Japan, China agree to hold senior-level defence talks
Japanese and Chinese Foreign Ministers Yoshimasa Hayashi and Wang Yi held a meeting on sidelines of Munich Security Conference
MUNICH: Japanese and Chinese officials will hold senior-level security discussions next week for the first time since February 2019, Tokyo’s top diplomat said Saturday.
Japanese Foreign Minister Yoshimasa Hayashi and his Chinese counterpart Wang Yi held a meeting for nearly an hour Saturday on the sidelines of the Munich Security Conference in Germany, his office said in a statement.
The statement said the two officials discussed Russia’s invasion of Ukraine, a major subject for this year’s Munich summit, which is being held only a few days before the one-year anniversary of Moscow’s assault.
Hayashi "urged China to respond to the situation in Ukraine as a responsible major power".
He also condemned North Korea’s latest missile launch on Saturday, while calling on China "to make positive contributions to the international community under established international rules".

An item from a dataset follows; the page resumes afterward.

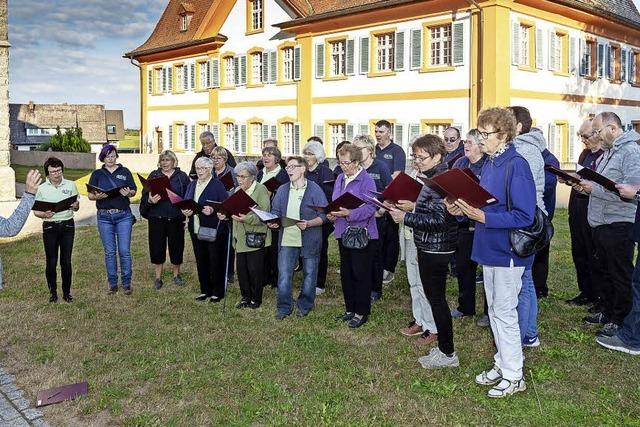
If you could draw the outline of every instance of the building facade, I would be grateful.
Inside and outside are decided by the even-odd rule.
[[[632,0],[170,0],[126,57],[141,82],[141,152],[199,150],[211,130],[239,155],[277,138],[299,154],[389,120],[421,133],[523,105],[563,163],[576,130],[616,111],[640,123],[640,14]]]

The two officials agreed to hold security and diplomatic talks next week, Hayashi’s office said, without clarifying where the meeting would be held.
The last such meeting occurred in November 2019 in Beijing.
Tokyo and Beijing have been at loggerheads for years over the sovereignty of uninhabited islands in the East China Sea, which Japan administers as the Senkakus, but which China claims as the Diaoyus.
Relations soured between the two major Asian powers in 2012, when the Japanese government angered China by nationalising some of the islands.
"Minister Hayashi again expressed serious concerns regarding the East China Sea including the situation surrounding the Senkaku Islands, as well as China’s increasingly active military activities near Japan including its coordination with Russia," the Foreign Ministry statement said Saturday.
The upcoming security meeting would also be held in light of Japan’s recent accusations that it too had observed Chinese surveillance balloons over its territory in prior years after Washington shot down what it said was a spy balloon in early February.
Hayashi "clearly conveyed, once again, Japan’s position regarding the specific balloon-shaped flying objects that have been detected in Japan’s territorial airspace in the past," the statement said.
"I said that if a balloon enters our country’s airspace without permission, it would be considered an intrusion no matter which country it came from," Hayashi told reporters after the talks, Kyodo reported.
Japanese media had previously reported that government officials were weighing relaxing rules to allow the shooting down of aerial objects that violate its airspace.